I have been playing "Shadows of Doubt" on my last two weekends:
It is quite good. Get's me real in my puzzle+ocd+cyber-detective noir vibes. And is a real shining example of "gaming technology" gone the right way for me.
It is what people would call an "immersive sim"-type game, but in a procedurally generated world. (Also Voxel-Style)
So it creates a map for you, fills it with buildings (with convoluted airducts to crawl around in), businesses and apartments and then creates the people inhabiting it. Those people have spouses (No children), a job with working hours, schedules and different characteristics (build, ethnicity, fingerprints, hair, glasses, hobbies, voice, income etc.) (Important point for the detective work)
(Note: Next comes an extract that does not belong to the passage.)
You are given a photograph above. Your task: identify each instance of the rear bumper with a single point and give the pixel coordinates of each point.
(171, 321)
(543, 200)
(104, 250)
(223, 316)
You play a cyber-noir detective doing a handful of jobs (Mostly identifying and finding people and then either trashing their place, steeling secrets back, following them, or finding out if they have an affair with someone) and then getting evidence back to your employers.
The big thing are the murder-investigations though. Usually the game makes someone a serial-killer, which you have to find before he kills again (to get paid).
This is being done by:
1. Building profiles for the inhabitants of the city by connecting clues and documents to them. (For example just talking to them might give you their name and how they look and how their voice sounds. Then after finding their employee-records you connect them with name/photo and learn their income, position in a business and date of birth. Then scanning their hand when they sleep (don't ask) you have their fingerprints. Rifling thourgh there own documents you find their birth-certificate... and so on and so on.
2. Finding clues at the crime scene or from witnesses (For example an unknown set of fingerprints, a vague description by someone in the area, or a deliberate left note by the killer), or security-footage by a cam (Yes there a cams in the world which save up when people where passing through their field of vision for a day)
3. Connecting the information on a case-board. (And finally it allows for wrong conclusions)
Overall this is impressive technology, and i would love to have something similar made by a huge team with more complexity. That, sadly is my problem with the game. While a great idea, the cases itself are either very easy to solve or nearly impossible unless you already lucked/worked you way into having the perp already fully profiled.
(For example if the job is "Find me this skinny, tall man with AB+ blood type and a income of 42.000 as a bookkeeper - Well, you better have all Businesses already "visited" and know all bookkeepers or it will be a LOOONG night)
But luckily you can have several cases on backburner and sometimes they pretty much solve themselves.
There are some other mechanics:
Some "cyberware/DNA" implants to give you some powers - sadly many are just "you get money if" -types which are not important, but others make you better in combat (knocking people out) or negating falling damage (Jumping from a skyscraper when chased by enraged folks who found you in their bedroom rifling through their computer while they slept, hehe) or just straight up being more beautiful, so people give their names to you more freely.
Buying your own apartment and decorating it: Not needed, but fun to relax and lose a bit of that earned cash.
Thoughts:
While their are already some mods to have the game have more content, this is the one thing which needs to be expanded: More difficult/convoluted cases, red herrings, more lines for npc's. Fully ramping up the logic behind the alertness-system of npc's ("Must have been the wind"-syndrome). More communication between the npc (Mail and speech). Well i would say this game scratches an itch though. It is atmospheric, clever and technical impressive. But it could be so much more. But well if you flaw is: "I wish there was more" or "man this could even be better when..." you have done something right.